Pousser Tintin sur la scène était pourtant tout sauf un jeu d'enfant. Le héros d'Hergé et sa silhouette légère d'éternel adolescent offrent peu de prise à l'interprète, tant le jeune reporter a la peau sur les os, côté psychologie. Les autres personnages ne sont pas mieux lotis: Tournesol est lunaire, Haddock bileux, Nestor cérémonieux, les Dupont Dupond effarants de sottise. Qui plus est, il ne semble rien se passer dans Les Bijoux de la Castafiore. Tintin et Haddock aspirent au repos du guerrier, Tournesol cultive ses roses tout en inventant la télévision de demain, le «Supercolor-Tryphonar» et la Castafiore prend la pause devant les paparazzi. On lui vole certes ses bijoux, mais tout cela paraît secondaire. Le ressort du théâtre est ailleurs: il est dans l'irruption de la Castafiore, seule héroïne féminine chez Hergé, à l'intérieur de la citadelle masculine. La diva prend d'assaut le Château de Moulinsart, le capitaine tente de repousser le dragon et cette guerre-là est puissamment dramatique, c'est-à-dire jouissive pour le spectateur qui compte les coups et les stigmates sur le corps du vaillant loup de mer.

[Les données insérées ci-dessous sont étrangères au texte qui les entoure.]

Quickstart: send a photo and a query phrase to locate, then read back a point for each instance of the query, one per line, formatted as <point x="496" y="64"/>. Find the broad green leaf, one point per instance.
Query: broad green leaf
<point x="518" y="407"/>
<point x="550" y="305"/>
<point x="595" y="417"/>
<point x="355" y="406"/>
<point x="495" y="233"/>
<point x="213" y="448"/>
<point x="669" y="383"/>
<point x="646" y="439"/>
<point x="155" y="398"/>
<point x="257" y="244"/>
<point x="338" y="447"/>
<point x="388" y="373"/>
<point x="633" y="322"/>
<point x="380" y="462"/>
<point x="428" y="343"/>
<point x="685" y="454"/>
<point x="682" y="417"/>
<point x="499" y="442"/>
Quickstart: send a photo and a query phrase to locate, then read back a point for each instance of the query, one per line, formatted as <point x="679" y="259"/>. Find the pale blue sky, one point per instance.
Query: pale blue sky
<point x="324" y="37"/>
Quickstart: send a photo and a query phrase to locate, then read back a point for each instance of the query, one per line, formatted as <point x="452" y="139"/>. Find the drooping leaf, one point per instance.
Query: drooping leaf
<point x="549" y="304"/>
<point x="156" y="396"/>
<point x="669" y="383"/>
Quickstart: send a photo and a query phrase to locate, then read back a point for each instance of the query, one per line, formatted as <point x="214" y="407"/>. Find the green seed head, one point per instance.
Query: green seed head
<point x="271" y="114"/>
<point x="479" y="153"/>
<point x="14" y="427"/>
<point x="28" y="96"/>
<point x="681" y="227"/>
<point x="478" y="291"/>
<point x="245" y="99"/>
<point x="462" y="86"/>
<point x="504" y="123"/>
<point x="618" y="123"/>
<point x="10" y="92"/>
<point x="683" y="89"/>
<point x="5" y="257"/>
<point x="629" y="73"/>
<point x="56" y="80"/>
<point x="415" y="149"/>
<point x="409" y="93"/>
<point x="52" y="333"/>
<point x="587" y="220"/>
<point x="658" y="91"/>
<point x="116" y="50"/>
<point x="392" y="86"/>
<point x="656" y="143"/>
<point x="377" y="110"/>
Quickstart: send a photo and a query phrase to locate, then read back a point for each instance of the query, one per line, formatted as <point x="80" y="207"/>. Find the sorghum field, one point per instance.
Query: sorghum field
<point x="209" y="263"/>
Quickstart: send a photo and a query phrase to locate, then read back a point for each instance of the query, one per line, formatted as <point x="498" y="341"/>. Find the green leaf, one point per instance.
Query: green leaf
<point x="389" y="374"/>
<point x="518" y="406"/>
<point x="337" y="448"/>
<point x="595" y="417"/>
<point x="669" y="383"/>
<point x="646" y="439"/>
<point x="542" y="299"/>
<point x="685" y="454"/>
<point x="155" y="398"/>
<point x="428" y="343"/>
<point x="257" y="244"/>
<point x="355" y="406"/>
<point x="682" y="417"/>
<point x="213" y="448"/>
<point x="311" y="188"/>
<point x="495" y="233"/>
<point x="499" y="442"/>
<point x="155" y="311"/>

Coller à la BD, révéler son fond de violence, ce n'est bien sûr pas l'imiter servilement. Gilles Lambert, le scénographe, l'a bien compris. Il a eu ainsi la très belle idée de zoomer sur un des lieux névralgiques de l'intrigue: les escaliers marbrés de Moulinsart, ces fameux escaliers qui, à cause d'une marche cassée, entraînent la chute d'Haddock et son impotence provisoire. Ce choix scénographique a l'immense avantage de multiplier les plans de jeu: voici par exemple la Castafiore qui colle à Haddock au premier plan, tandis que Tintin mène l'enquête à l'étage supérieur. Mais cet escalier fissuré a ici surtout valeur signifiante: il est le symbole d'une cassure qui menace de faire chuter la maison Tintin. C'est une brèche donc dans laquelle la Castafiore s'engouffre.

La réussite n'est toutefois pas que visuelle. Elle est aussi sonore. Les metteurs en scène donnent à la BD sa texture musicale: les gazouillis bucoliques au début, les «Allô-ô-ô-ô, j'écou-ou-te!….» du perroquet offert à Haddock, la fanfare municipale qui fête à coups de grosse caisse les noces annoncées entre le capitaine et la Castafiore etc. Ce faisant, le tandem suggère qu'il y a des particules de la Castafiore partout, dans l'air pour commencer, que cette diva est un virus qui empoisonne l'atmosphère. Son chant, ce fameux air des bijoux interprété sous l'œil des caméras de la télévision, ne fait-il pas sauter littéralement les plombs, jetant sur le théâtre un grand voile d'obscurité? Puissamment subversive, elle finit par imposer son ordre, après l'entracte, découvrant alors sa vraie nature d'héroïne castratrice.

La bataille de Moulinsart

Cette bataille de Moulinsart ne serait pourtant rien sans l'excellence des acteurs, épatants dans leur façon de se faire oublier sous les personnages. Jacques Michel compose un Haddock père tranquille d'abord, aussi explosif que vulnérable; Nicolas Rinuy est un Tournesol déphasé comme il convient, Claude Vuillemin est un Nestor raide et inquiétant. Et Tintin? Et la Castafiore? Formidables de justesse, au même titre que tous leurs camarades. Il faut ainsi voir Jean Liermier, le buste en avant, l'élan fait corps, fidèle à la légèreté de la ligne claire. Quant à Kathia Marquis, elle est superbe en diva sucrée jusqu'à l'écœurement, en Madame Sans-Gêne sanglée dans son tailleur rose bonbon Chanel, en vilaine guêpe qui plante ses dards empoisonnés dans la chair plus tendre que prévu de la gente masculine. Ce sont des piqûres théâtrales dont on ne se lasse pas.

«Les Bijoux de la Castafiore», Genève, Théâtre Am Stram Gram, jusqu'au 24 novembre (tél. 022/735 79 24).